• Donate this Holiday Season

    Date posted: December 8, 2010 Author: jolanta
    Donate this Holiday Season!  

    NY Arts Magazine encourages its readers to donate this holiday season. The following charities need you help!

     

    The Neediest Case Fund

    On Christmas day, 1911, Adolph S. Ochs, publisher of The New York Times, went out for a walk after a big turkey dinner and encountered a shabbily dressed man on the street. The man said he had just been given Christmas dinner at a Y.M.C.A. and had nowhere to sleep.

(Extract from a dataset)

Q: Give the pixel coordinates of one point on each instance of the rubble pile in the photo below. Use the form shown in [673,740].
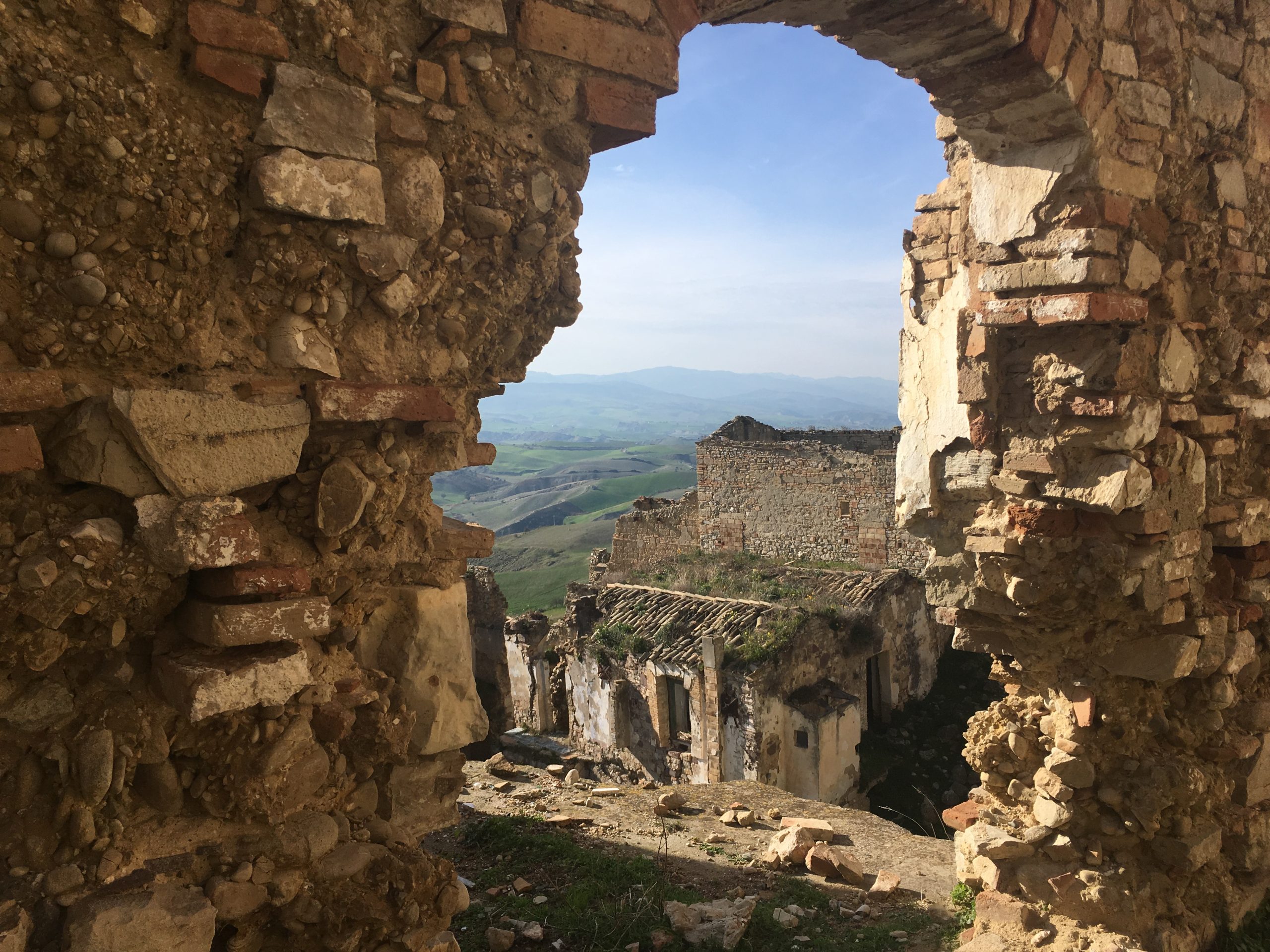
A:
[259,262]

The publisher looked him over, decided he looked respectable and gave him a few dollars and his card. “If you’re looking for a job,” he said, “come see me tomorrow.”

    The encounter left the publisher thinking about out charity. Helping a stranger had given him a sense of satisfaction, and he wondered if one man’s feeling might be the basis for a city’s goodwill. The next year, he sent a reporter to several of the city’s private welfare agencies to collect stories about the poor. He had a plan: to publish stories about the Hundred Neediest Cases in New York. The appeal would be made not with a direct request for money but with the facts of their lives. These small chronicles, it turned out, sounded a powerful call.

    The campaign began December 15, 1912. Soon other publishers in the United States and abroad adopted the idea that a newspaper could make a general appeal for the poor and thus help established welfare agencies solicit funds. Each year, more New York Times readers sent in more money. In 1912, 117 contributors sent in $3,630.88. In 2009-2010, 10,428 readers contributed $6.2 million. All told, the fund has raised over $250 million in its 99 years.

    International Committee of the Red Cross

    The work of the ICRC is based on the Geneva Conventions of 1949, their Additional Protocols, its Statutes – and those of the International Red Cross and Red Crescent Movement – and the resolutions of the International Conferences of the Red Cross and Red Crescent. The ICRC is an independent, neutral organization ensuring humanitarian protection and assistance for victims of war and armed violence. It takes action in response to emergencies and at the same time promotes respect for international humanitarian law and its implementation in national law.


    Doctors Without Borders

    Doctors Without Borders/Médecins Sans Frontières (MSF) is an international medical humanitarian organization created by doctors and journalists in France in 1971.

    Today, MSF provides aid in nearly 60 countries to people whose survival is threatened by violence, neglect, or catastrophe, primarily due to armed conflict, epidemics, malnutrition, exclusion from health care, or natural disasters. MSF provides independent, impartial assistance to those most in need. MSF reserves the right to speak out to bring attention to neglected crises, to challenge inadequacies or abuse of the aid system, and to advocate for improved medical treatments and protocols.

    In 1999, MSF received the Nobel Peace Prize.